The Representation of People Act, 1951(RPA) is an act of Parliament of India to provide for the conduct of elections of the Houses of Parliament and to the House or Houses of the Legislature of each State, the qualifications and disqualifications for membership of those Houses, the corrupt practices and other offences at or in connection with such elections and the decision of doubts and disputes arising out of or in connection with such elections. The Act was enacted by the provisional parliament under Article 379 of Indian Constitution, before the first general election. The acts were amended several times, but one of the notable amendments is the Representation of the People (Amendment) Act, 1966 (47 of 1966), which abolished the election tribunals and transferred the election petitions to the high courts whose orders can be appealed to Supreme Court. However, election disputes regarding the election of President and Vice-President are directly heard by the Supreme Court.

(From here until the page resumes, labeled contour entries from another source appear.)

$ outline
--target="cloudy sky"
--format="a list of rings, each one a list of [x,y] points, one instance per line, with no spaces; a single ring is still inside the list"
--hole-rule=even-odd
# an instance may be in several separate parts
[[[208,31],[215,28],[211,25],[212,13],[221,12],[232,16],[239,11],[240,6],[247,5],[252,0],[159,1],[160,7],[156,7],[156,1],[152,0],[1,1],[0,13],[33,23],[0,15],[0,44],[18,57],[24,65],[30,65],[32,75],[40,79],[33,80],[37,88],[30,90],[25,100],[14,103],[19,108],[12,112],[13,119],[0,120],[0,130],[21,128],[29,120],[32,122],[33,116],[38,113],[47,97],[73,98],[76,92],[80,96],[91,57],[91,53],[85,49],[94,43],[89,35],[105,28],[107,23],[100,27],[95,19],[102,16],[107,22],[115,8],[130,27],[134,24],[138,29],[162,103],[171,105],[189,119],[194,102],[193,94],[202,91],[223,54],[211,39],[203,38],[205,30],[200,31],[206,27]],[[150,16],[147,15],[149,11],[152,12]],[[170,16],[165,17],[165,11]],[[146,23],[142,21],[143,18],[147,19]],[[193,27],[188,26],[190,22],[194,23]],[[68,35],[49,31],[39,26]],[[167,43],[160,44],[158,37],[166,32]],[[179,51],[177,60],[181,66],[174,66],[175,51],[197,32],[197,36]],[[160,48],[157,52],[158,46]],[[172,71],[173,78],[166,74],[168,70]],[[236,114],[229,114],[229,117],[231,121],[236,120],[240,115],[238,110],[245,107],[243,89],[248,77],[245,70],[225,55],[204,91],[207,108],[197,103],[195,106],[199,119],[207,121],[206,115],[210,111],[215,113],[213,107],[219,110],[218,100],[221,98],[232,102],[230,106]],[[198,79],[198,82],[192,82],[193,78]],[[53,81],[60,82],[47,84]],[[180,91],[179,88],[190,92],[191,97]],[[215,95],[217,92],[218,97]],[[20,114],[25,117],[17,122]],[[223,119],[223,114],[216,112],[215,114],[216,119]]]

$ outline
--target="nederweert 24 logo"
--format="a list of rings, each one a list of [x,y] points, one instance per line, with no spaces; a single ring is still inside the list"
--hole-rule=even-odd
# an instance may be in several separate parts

In the Chief Election Commissioner vs Jan Chowkidar case , in 2013 , a two-judge bench of the Supreme court held that since any person confined in prison or in lawful custody of the police is not entitled to vote under Section 62 of The Representation of the People Act (RPA), 1951, the incarcerated person shall also not be entitled to contest elections to Parliament or state legislatures.In the same year in the Lily Thomas vs Union of India case , the same bench of the SC held that Section 8(4) of the RPA, which allows MPs and MLAs who are convicted while serving as members to continue in office till an appeal against such conviction is disposed of, is unconstitutional.
The two proposals were approved in the form of amendments to the Representation of People Act and separate bills will be tabled in Parliament related to them.
As per one amendment, an MP, MLA or MLC cannot be disqualified after conviction if he or she files an appeal within 90 days from the date of conviction and such conviction is stayed. A proviso added to sub-section (4) of section 8 of the RP Act makes it clear that the convicted member shall continue to take part in proceedings of Parliament or Legislature of a state but he or she shall neither be entitled to vote nor draw salary and allowances till the appeal or revision is finally decided by the court.
Another amendment cleared by the Cabinet adds a provision to sub section (2) of section 62 of the RP Act to state that a person cannot cease to be a voter while in detention as his or her right is only temporarily suspended. It further states that as the name of person in jail continues to be on electoral role, he or she also continues to be an elector and file nomination for election.
The development came after all major political parties backed the government on the move to amend the Act to negate the impact of the apex court verdict directing immediate disqualification of MPs and MLAs on being sentenced for more than two years in a criminal case.